Billionaire hedge fund manager Bill Ackman has an interesting pitch for how to make mortgages cheaper: make them harder to escape. In a post on X over the weekend, Ackman suggested to President Donald Trump and Treasury Secretary Scott Bessent that government-backed mortgages should come with prepayment penalties, potentially saving borrowers 65 basis points on a 30-year loan.
The Prepayment Penalty Proposition
Here's the basic logic: Ackman wants Federal National Mortgage Association (FNMA), better known as Fannie Mae, and Federal Home Loan Mortgage Corp. (FMCC), aka Freddie Mac, to offer non-prepayable mortgages. If borrowers want to pay off their loan early or refinance, they'd face a penalty.

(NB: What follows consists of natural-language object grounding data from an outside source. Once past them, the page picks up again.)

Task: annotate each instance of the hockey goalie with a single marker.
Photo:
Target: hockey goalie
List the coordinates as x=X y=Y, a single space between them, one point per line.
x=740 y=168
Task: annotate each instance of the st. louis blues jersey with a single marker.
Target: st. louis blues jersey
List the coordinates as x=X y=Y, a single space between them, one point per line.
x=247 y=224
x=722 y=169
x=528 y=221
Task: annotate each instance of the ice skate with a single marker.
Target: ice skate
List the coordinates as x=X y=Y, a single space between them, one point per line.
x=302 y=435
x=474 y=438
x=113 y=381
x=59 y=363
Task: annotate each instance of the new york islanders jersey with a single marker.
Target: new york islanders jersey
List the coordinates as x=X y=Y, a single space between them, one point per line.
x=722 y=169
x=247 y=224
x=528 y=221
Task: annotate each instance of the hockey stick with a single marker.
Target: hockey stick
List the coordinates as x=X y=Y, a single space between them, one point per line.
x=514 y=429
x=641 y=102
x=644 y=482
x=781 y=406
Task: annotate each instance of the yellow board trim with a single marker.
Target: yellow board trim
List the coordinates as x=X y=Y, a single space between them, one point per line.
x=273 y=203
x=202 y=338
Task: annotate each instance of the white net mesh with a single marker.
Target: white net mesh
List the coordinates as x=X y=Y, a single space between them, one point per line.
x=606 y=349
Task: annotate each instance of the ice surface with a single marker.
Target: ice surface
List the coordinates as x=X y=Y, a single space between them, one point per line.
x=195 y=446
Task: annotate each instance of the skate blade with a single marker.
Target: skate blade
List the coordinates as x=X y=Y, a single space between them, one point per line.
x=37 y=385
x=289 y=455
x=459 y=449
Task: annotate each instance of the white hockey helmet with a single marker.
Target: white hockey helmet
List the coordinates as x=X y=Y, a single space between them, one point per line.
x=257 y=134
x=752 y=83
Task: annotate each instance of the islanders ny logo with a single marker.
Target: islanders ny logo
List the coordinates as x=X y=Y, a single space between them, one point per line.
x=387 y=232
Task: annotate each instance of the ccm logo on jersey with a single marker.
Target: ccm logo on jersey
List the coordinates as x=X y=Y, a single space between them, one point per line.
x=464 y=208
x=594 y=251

According to Ackman, who runs Pershing Square Holdings and happens to be the largest common shareholder of both mortgage finance giants, this arrangement could drop rates from today's roughly 6% down to about 5.35%. As he framed it on X: "Obtain a 30-year prepayable mortgage at today's ~6% rate, or at a 5.35% rate. While the ability to prepay is a valuable option, locking in the 65 bps savings upfront over the life of the mortgage may be the difference between the borrower being able to afford the home and not being able to."
Ackman even floated variations on the concept, with different lockout periods and corresponding savings levels, giving borrowers options based on how long they plan to stay put.